Namun begitu, ia juga menekankan bahwa sebagai lembaga baru, BPJS memiliki sistem baru. Karena itu butuh sosialisasi dan penyadaran kepada pihak terkait, termasuk Puskesmas dan rumah sakit yang memberikan layanan kepada masyarakat. "Jangan ada yang coba-coba merekayasa diagnosis utama dan tambahan untuk mendapatkan klaim yang lebih besar. Kita harus kawal bersama."
Dewan Komisioner OJK, Firdaus Djaelani menyatakan bahwa pihaknya telah berkoordinasi dan menandatangani nota kesepahaman (MoU) dengan DJSN mengenai pengawasan eksternal pada 24 Desember 2013. "Kami telah berbagi peran koordinasi dan pengawasan," kata Firdaus.
Ruang lingkup pengawasan OJK meliputi kesehatan keuangan, penerapan tata kelola yang baik, pengelolaan dan kinerja investasi, penerapan manajemen risiko, pendeteksian dan penyelesaian kejahatan keuangan (fraud), evaluasi aset dan liabilitas, kepatuhan pada ketentuan perundang-undangan, keterbukaan informasi kepada masyarakat (public disclosure), perlindungan konsumen, rasio kolektibilitas iuran, monitoring dampak sistemik, dan aspek lain yang merupakan fungsi, tugas, dan wewenang OJK berdasarkan peraturan perundang-undangan.
Sedangkan DJSN melakukan monev pada perkembangan pencapaian tingkat kepesertaan, kelayakan manfaat, efektivitas penarikan dan kecukupan iuran, implementasi kebijakan investasi, kesehatan keuangan, kesepadanan aset dan liabilitas (kewajiban yang harus dilakukan pada pihak lain), informasi kepada masyarakat (public disclosure), realisasi rencana kerja dan anggarannya, dan aspek lain yang merupakan fungsi, tugas, dan wewenang DJSN berdasarkan peraturan perundang-undangan.
"Kami juga tekankan pada seluruh stakeholder untuk menjadi whistle blower. Kami menerima pengaduan dari manapun," tegas Firdaus.
Dengan aset sekitar 10 triliun rupiah, diperkirakan BPJS akan mengelola dana jaminan sosial mencapai 38- 40 triliun rupiah per tahun yang berasal dari dana iuran mandiri peserta, modal awal APBN sebesar 500 miliar rupiah dan bantuan pemerintah sebesar lebih dari 19 triliun rupiah.

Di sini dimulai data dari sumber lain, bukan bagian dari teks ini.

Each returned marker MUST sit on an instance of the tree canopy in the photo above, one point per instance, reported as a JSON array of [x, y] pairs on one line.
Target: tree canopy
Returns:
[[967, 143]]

Penting bagi KPK untuk mengingatkan di masa awal BPJS beroperasi, agar berhati-hati dalam pelaksanaannya sehingga tidak terjebak dalam tindak pidana korupsi karena uang yang dikelola cukup besar. Sebab, hasil kajian KPK telah menemukan celah potensi yang harus diwaspadai. Hal ini menjadi begitu penting, mengingat bidang kesehatan merupakan salah satu national interest dalam renstra KPK 2011-2015 dan menjalankan amanat Pasal 14 Undang Undang 30 tahun 2002 tentang KPK.